A little moment suspended in time, only yesterday when my heart felt a tiny bit more full. In the stillness of my room at 5 o’ clock in the afternoon a day before New Year’s Eve with the chilly Tagaytay air ghosting over my skin, I wondered about how easy this year would have been had it been filled with these same exact moments where I’m reminded that there are people who love me in all my damaged glory.

I look upon 2021 and feel gutted by how much it was defined by my insurmountable self-hatred to accompany my state of languishing. I could not bring myself to dream, to hope, to plan. I had moved past the stage of wondering when this would all end and onto a period of robotic eat-sleep-wake-work routine I couldn’t shake myself out of. All at once, every aspect of my life swan-dove into stagnancy. I had felt like I was in a state of shock. I was used to whirlpools and tumultuous waves, not living through carbon copies of work-filled weekday mornings and uneventful afternoons.

I sat with my confusion long enough until it turned into fury—a constant bellowing of sirens that demanded, “Is this all there is?!” And it spread like a wildfire before I could even make sense of the wreckage.
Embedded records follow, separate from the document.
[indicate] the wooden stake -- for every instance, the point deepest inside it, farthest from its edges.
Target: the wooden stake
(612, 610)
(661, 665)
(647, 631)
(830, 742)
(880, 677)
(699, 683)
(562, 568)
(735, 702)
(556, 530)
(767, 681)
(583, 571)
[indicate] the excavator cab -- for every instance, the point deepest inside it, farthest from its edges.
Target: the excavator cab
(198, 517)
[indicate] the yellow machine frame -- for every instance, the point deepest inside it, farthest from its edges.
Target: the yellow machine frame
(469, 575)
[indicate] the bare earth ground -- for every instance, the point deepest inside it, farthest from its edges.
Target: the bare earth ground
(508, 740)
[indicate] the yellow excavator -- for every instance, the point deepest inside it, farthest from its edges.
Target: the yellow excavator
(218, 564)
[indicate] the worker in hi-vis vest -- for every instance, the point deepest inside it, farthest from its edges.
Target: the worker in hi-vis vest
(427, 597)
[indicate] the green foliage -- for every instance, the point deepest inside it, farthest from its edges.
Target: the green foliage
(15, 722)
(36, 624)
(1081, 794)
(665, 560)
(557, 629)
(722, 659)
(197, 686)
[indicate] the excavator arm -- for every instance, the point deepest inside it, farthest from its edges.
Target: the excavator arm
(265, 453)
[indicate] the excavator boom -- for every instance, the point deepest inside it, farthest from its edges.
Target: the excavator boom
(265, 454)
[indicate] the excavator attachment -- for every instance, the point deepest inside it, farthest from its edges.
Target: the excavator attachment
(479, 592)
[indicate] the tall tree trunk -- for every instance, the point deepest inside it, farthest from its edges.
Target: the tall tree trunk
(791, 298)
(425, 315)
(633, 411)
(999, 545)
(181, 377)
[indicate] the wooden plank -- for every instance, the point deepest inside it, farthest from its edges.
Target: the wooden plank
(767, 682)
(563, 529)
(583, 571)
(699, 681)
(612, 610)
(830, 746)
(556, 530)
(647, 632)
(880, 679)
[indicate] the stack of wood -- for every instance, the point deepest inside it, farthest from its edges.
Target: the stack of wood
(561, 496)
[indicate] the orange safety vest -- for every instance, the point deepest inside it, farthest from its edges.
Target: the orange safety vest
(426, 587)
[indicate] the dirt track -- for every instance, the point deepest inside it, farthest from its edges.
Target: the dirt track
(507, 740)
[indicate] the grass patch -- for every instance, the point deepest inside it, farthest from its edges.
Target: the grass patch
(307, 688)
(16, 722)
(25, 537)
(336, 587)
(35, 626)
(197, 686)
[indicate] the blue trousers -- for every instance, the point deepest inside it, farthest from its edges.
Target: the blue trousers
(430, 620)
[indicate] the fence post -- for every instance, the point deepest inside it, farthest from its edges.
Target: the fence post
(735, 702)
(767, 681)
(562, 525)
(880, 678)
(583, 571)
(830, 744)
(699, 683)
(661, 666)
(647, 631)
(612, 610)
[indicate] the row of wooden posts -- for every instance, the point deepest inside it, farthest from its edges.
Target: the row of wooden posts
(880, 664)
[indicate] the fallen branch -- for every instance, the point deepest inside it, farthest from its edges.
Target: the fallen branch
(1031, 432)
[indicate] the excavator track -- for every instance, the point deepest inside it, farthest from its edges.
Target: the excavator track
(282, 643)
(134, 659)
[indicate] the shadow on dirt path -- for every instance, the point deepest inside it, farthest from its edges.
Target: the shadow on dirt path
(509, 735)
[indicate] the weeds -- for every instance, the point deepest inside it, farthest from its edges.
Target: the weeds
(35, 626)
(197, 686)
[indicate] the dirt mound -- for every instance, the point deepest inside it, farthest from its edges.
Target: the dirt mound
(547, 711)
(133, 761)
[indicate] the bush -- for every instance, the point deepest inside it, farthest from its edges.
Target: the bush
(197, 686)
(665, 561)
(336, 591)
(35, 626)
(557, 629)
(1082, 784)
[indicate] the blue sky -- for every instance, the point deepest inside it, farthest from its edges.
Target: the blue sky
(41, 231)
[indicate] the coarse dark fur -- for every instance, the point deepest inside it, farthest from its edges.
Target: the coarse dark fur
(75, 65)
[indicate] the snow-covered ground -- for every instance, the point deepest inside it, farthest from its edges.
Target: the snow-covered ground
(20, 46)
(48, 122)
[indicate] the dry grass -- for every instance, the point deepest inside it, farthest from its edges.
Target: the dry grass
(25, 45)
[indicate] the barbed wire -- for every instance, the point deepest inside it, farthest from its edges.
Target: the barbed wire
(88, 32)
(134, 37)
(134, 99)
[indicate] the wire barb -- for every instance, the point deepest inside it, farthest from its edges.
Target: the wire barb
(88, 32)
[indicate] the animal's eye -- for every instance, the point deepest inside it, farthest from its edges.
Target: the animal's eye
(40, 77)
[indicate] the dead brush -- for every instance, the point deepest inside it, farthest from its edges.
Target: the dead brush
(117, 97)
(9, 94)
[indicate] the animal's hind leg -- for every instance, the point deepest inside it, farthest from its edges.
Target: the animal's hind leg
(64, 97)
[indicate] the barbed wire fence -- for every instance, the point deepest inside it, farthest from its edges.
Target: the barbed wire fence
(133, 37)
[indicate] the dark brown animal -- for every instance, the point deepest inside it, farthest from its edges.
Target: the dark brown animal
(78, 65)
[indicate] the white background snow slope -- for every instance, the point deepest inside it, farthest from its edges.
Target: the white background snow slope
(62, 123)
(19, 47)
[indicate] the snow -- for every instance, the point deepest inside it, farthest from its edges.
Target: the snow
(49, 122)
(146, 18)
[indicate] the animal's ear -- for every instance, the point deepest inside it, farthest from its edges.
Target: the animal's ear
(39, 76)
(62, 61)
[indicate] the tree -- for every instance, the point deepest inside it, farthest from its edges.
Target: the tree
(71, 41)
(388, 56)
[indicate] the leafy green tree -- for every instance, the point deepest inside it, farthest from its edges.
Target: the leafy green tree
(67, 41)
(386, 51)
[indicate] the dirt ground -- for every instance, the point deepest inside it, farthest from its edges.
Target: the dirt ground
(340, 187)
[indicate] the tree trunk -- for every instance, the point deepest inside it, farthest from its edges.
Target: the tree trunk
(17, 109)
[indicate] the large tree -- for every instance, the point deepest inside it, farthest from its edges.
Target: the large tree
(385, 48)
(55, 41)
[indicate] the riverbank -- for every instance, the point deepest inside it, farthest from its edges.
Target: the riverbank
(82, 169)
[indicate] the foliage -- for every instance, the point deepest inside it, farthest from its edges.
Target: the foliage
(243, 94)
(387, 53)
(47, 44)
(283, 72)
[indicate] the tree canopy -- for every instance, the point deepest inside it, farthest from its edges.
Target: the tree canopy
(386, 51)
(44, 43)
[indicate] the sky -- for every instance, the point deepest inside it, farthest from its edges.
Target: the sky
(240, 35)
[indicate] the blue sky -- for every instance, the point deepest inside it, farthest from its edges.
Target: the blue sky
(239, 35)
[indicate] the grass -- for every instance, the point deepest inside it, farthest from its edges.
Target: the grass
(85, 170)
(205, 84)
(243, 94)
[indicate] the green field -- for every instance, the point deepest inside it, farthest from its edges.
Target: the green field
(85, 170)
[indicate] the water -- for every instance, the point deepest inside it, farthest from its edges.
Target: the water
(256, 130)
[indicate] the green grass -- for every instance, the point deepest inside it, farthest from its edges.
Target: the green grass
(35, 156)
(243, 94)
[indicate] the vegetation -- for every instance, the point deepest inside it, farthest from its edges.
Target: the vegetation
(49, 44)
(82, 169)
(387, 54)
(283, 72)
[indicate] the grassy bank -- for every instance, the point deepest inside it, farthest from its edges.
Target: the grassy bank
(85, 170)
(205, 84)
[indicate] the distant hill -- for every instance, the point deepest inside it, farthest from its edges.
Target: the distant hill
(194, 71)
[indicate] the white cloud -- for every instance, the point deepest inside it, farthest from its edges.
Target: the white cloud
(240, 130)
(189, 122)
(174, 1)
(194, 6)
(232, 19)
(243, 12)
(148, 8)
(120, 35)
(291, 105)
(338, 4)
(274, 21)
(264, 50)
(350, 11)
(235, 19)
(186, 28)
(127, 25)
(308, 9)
I recall holding my love which had been singed on the edges in between my calloused palms. I remember how cold it had felt despite every crack and scorch mark and promise that can no longer be made and of being loved “a little less than before” (I still hear those words clawing against my skull). And I knew there was no one else to blame but myself and this wretched fury and the deafening cries of “IS THIS ALL THERE IS?!”

What we often don’t realize from being in a constant state of feeling as though there’s not much choice to do anything is that we accept it as a fundamental truth. There is always a choice, and I remember choosing to hold that love so close to me, no matter how much it filled my lungs with embers & soot, and allowed it to rip away all the ugly parts of me I needed to leave behind. (I no longer recognize who I am by how much I’ve changed since then. I’d like to think that there’s nothing to regret.)

When you’re young, the cost of misery and happiness is mostly the same. You give much of yourself to keep a hold onto something important; you suffer endless questions to find that one answer that would change your life for good; and every dream comes with the price of dread—of not being good enough, of losing it altogether, of growing older & older & older and watching that dream stay at the same exact distance & being haunted by the same exact thought.

“Is this all there is?”

Part of my transformation is no longer looking onward nor recounting where I had been. All that I acknowledge to exist is this moment—now, here—and consciously choosing to be okay—right now, right here. If this is all there is, then I will make peace with this mortal body which carries me & release this languishing/fury/anguish over the uncontrollable & say “this is ALL there is” with rose-colored reassurance because, yes, ALL of this is mine to carve space for, to keep, to let go of, and to thank as the only direction for me to go to is forward.